Cette remise en cause de ces principes d’organisation par le jeu combiné d’une instabilité et d’une compétition accrues concerne donc en premier lieu les variables temporelles. La recherche d’une capacité de réactivité augmentée va peu à peu entamer le mythe de l’organisation scientifique du travail mise au point par Taylor en mettant en lumière les inerties dont elle est porteuse. Elle va également relativiser la priorité, jusque là absolue, accordée à la recherche d’économies d’échelle. Ainsi, le découpage du processus de production en différentes fonctions spécialisées résiste mal aux évolutions actuelles.

Mais cette remise en cause ne bouleverse pas uniquement les rythmes temporels de l’organisation industrielle. La tendance au pilotage de la production par les marchés dans un contexte concurrentiel implique certes de mieux suivre la variabilité de la demande, mais pousse aussi à la différenciation des produits. En effet, la théorie micro-économique enseigne que la valeur ajoutée se concentre sur les produits dont le degré de différenciation par rapport aux produits concurrents est le plus élevé. Lorsqu’une technique de production se banalise, le marché devient plus concurrentiel, et la pression sur les prix s’accentue au détriment des marges bénéficiaires. Dans le même temps, on constate aujourd’hui que les cycles des produits se raccourcissent, accélérant ce phénomène. Le processus de différenciation des produits, devenu vital, emprunte deux chemins distincts : l’innovation d’une part et la recherche de qualité d’autre part. Dans chacun de ces domaines, les principes de l’organisation fordiste semblent avoir largement épuisé leur potentiel de progression. Là encore, le découpage du processus de production en différentes fonctions spécialisées est apparu inadapté pour remplir des fonctions qui devenaient de plus en plus transversales. On aboutit finalement, au nom de la recherche d’une « flexibilité » accrue – érigée en nouvelle règle d’or – à une pression appelant au dépassement de toutes les caractéristiques essentielles du paradigme fordiste/taylorien.

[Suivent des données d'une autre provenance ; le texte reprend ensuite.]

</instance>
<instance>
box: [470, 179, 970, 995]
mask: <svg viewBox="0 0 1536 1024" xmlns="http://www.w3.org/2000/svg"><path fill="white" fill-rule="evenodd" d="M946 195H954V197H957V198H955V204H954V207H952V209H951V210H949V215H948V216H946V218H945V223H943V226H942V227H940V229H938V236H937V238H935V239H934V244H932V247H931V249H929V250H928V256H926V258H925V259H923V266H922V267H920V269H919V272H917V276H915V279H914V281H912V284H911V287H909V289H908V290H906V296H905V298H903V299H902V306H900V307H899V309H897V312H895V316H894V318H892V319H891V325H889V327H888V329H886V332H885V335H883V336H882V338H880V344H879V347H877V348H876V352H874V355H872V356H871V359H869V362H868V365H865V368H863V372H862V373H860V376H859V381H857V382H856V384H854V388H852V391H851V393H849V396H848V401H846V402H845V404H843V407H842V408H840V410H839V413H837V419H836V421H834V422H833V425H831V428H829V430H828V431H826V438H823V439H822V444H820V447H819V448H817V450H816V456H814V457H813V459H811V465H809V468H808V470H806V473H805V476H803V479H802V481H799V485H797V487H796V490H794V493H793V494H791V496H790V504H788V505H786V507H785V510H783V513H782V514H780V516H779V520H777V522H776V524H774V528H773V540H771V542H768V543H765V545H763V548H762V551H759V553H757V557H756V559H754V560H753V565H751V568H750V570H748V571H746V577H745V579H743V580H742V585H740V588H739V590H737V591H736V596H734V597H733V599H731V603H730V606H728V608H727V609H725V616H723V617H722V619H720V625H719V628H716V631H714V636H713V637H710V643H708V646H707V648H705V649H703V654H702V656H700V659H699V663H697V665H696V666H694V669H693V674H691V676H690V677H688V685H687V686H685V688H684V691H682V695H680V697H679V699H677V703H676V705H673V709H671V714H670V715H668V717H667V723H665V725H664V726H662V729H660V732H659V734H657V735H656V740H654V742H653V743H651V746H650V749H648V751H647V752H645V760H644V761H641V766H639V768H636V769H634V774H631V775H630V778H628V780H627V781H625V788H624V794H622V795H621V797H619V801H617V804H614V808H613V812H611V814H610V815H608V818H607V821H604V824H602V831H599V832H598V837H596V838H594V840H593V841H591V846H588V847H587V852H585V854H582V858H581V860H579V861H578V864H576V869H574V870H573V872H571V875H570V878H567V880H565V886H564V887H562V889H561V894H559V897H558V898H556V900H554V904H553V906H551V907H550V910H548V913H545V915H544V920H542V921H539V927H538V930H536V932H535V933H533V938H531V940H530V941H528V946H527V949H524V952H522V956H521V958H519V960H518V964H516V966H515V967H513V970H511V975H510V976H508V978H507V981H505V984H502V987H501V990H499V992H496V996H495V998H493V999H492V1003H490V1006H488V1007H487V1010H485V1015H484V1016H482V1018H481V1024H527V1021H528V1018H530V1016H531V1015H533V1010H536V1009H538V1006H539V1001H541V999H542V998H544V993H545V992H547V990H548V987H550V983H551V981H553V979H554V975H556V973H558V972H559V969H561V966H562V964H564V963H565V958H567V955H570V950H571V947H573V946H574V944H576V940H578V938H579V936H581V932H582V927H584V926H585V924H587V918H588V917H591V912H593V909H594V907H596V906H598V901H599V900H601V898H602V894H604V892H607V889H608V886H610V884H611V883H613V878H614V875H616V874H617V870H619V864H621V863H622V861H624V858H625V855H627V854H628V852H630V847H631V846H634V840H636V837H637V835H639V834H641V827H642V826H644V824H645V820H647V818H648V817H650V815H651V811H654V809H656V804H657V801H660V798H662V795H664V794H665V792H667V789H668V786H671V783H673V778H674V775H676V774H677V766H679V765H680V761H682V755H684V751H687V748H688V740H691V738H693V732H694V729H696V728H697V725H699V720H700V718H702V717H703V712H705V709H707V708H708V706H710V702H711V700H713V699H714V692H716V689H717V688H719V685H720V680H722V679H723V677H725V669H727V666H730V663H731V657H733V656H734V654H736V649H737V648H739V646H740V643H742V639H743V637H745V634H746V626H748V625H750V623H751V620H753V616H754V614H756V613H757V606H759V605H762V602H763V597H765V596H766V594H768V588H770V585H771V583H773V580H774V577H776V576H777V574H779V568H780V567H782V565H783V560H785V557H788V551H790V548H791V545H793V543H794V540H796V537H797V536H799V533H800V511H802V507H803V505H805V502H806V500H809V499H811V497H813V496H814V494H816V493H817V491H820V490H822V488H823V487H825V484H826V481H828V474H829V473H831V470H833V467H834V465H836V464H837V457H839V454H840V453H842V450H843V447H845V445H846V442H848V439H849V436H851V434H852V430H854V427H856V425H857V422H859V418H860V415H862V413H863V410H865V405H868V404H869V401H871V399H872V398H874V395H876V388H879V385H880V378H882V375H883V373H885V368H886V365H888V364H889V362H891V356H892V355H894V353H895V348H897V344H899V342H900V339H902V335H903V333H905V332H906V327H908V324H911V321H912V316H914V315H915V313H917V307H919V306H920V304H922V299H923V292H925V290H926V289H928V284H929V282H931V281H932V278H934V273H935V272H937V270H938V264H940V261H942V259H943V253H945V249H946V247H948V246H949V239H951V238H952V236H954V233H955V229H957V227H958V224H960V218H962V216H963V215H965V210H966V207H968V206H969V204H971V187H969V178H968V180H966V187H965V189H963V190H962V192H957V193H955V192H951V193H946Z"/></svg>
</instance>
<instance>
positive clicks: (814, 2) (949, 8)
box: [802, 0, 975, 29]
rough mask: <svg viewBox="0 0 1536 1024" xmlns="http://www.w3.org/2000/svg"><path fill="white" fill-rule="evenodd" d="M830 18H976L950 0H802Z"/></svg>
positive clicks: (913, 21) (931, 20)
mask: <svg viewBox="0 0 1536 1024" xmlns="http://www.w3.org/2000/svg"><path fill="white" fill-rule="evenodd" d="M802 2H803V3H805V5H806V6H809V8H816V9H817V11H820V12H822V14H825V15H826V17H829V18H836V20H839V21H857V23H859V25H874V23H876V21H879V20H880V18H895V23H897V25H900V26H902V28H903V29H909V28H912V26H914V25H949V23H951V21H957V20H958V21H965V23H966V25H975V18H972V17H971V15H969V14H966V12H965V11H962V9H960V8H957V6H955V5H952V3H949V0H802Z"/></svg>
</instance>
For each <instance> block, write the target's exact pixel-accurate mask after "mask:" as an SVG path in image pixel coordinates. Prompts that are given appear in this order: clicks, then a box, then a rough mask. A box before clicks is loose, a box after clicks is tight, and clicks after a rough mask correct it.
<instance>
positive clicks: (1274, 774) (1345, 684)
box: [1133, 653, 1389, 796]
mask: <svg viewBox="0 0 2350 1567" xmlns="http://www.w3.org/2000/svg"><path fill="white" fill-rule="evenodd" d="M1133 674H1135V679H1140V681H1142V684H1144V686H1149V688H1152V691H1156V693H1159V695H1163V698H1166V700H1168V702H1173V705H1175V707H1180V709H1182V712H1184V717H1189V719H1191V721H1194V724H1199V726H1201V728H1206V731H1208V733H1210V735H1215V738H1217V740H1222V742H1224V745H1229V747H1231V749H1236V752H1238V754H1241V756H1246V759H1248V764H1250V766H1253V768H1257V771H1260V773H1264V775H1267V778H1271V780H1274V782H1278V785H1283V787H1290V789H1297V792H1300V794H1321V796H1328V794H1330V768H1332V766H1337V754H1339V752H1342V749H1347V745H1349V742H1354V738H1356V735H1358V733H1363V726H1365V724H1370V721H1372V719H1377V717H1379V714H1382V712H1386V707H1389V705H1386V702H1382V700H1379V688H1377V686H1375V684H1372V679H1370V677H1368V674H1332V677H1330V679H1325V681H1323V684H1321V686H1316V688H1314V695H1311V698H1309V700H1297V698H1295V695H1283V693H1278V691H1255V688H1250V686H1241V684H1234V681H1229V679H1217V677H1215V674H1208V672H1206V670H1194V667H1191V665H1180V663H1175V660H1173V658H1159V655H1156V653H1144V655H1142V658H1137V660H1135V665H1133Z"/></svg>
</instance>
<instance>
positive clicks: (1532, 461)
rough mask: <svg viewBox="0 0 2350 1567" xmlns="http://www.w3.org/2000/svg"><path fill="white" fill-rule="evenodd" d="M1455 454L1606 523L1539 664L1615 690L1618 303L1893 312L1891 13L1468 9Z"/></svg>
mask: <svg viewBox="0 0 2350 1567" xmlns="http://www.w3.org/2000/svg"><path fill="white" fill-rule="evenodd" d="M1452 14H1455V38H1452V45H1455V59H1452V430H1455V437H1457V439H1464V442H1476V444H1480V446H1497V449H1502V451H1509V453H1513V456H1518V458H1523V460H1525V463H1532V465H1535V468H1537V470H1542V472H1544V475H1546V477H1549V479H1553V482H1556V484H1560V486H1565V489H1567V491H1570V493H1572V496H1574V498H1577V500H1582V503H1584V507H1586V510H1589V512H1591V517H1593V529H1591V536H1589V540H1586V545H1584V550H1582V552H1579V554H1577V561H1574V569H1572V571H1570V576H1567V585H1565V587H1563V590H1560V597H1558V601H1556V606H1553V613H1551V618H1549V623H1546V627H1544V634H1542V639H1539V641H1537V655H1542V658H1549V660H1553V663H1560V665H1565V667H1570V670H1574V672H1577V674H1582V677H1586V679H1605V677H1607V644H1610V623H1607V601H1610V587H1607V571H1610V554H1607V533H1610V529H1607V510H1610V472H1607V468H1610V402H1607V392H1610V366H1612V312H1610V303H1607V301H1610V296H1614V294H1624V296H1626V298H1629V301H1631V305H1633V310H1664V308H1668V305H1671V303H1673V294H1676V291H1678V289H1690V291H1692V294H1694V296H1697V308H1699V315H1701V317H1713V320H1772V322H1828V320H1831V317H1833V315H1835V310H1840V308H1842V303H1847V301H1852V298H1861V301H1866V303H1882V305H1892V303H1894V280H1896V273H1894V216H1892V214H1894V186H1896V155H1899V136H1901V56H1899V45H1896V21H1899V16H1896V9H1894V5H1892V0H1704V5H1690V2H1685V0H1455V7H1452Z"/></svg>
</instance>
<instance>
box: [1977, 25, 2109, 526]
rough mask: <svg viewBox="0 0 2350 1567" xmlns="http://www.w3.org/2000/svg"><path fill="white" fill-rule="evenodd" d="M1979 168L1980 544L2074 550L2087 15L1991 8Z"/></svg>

Partant du mouvement de mondialisation de l’économie, s’est donc dessiné un premier schéma explicatif des limites atteintes par le mode de développement fordiste. Il enchaîne cette extension de nos sphères d’échange, l’intensification de la concurrence, la nécessaire recherche de réactivité et de différenciation des produits, pour aboutir au nouveau paradigme de la flexibilité. Ce schéma peut être complété en prenant comme nouvelle base de départ le relatif épuisement des moteurs de la croissance qui serait apparu dès la fin des années soixante.